When she was in the youth choir at Central Baptist in Decatur, she was “the one with the radiant smile.”
When the emcee was introducing her when she walked out during the Freshman Beauty pageant at Hartselle High School in the spring of 1994, he said, “When Julie was asked to name her most treasured possession, she said, ‘Her Bible.'” The entire auditorium was hushed. She won.
Julie is strong. Some life circumstances have tried their best to weaken her and knock her off her feet, but she has prevailed. During the 4 years Steve and I were in Ecuador, Julie was a single mom with a young daughter, working for a government contractor on Redstone Arsenal. Not only did she raise her daughter and pay all her own bills, she also earned a master’s degree in logistics in her “spare time.”

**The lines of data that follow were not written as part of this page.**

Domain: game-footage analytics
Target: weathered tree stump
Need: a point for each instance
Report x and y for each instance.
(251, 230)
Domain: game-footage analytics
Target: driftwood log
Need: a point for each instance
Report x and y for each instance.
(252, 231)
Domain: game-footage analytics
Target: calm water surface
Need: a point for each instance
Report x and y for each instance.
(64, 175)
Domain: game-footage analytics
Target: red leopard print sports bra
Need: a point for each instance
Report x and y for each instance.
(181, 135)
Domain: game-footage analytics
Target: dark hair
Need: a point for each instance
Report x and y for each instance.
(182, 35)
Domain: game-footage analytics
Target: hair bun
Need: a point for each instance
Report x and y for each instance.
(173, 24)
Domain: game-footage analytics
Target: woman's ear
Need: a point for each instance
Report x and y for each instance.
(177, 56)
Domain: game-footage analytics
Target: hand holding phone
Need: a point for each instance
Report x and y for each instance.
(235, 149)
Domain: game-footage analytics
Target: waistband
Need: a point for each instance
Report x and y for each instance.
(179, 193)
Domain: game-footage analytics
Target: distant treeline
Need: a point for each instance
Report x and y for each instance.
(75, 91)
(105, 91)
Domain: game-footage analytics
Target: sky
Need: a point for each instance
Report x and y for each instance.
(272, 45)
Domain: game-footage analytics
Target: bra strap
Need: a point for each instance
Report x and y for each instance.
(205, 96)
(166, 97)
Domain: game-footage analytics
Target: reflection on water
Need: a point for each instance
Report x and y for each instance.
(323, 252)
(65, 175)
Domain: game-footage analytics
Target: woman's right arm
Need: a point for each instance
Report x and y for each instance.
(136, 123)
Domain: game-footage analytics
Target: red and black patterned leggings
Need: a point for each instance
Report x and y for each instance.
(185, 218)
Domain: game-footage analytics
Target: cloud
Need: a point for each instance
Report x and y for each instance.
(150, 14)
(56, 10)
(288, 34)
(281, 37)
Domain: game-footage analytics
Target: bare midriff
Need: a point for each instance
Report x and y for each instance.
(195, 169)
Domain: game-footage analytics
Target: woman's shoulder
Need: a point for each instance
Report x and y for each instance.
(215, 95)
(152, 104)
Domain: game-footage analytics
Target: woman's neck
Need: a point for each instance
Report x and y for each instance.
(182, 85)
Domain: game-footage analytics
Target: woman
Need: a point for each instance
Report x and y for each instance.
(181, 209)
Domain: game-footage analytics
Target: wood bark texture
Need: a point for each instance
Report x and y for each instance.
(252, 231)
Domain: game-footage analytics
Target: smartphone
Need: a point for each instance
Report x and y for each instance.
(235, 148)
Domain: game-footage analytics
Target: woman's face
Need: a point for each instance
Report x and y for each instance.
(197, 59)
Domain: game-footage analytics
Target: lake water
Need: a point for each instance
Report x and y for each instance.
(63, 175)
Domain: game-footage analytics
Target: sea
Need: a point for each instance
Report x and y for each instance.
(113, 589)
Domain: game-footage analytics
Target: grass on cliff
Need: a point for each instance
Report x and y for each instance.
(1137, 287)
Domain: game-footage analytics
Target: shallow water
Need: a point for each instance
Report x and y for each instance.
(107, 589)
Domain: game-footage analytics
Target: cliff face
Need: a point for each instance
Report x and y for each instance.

How precious it is to MY Momma heart to see her now living her true dream. She is Momma to Allie, a high school senior, all the way down to 1-year-old Enoch, with 6 beautiful children in between: Margaret, Penelope, Rosemary, Samuel, Bethany and Silas. Yes, that makes EIGHT. She homeschools most of them while teaching them to raise vegetables and feed the animals on the 30-acre farm she and her husband Brian own.
She has a natural gift for hospitality and doesn’t even flinch when she hears that 30 or more will be driving in for supper. Her chili brings them in every time.
Julie epitomizes the woman described in Proverbs 31:25-31.
25 Strength and dignity are her clothing, and she laughs at the time to come.
26 She opens her mouth with wisdom, and the teaching of kindness is on her tongue.
27 She looks well to the ways of her household and does not eat the bread of idleness.
28 Her children rise up and call her blessed; her husband also, and he praises her:
29 “Many women have done excellently, but you surpass them all.”
30 Charm is deceitful, and beauty is vain, but a woman who fears the Lord is to be praised.
31 Give her of the fruit of her hands, and let her works praise her in the gates.
Steve and I are so very proud of her.
HAPPY BIRTHDAY, JULIE ROSE PEARSON RODGERS! We love you!!
Rhonda PickerT says
I certainly remember this very clearly, Connie! Happy Birthday to your beautiful, amazing and blessed baby girl!
CCPearson says
Yes, indeed, you were there to witness it all firsthand. I’ll be sure to pass along your birthday greetings to Julie. 🙂
VIRGINIA says
She is amazing.
CCPearson says
She runs circles around her Momma. That’s for sure.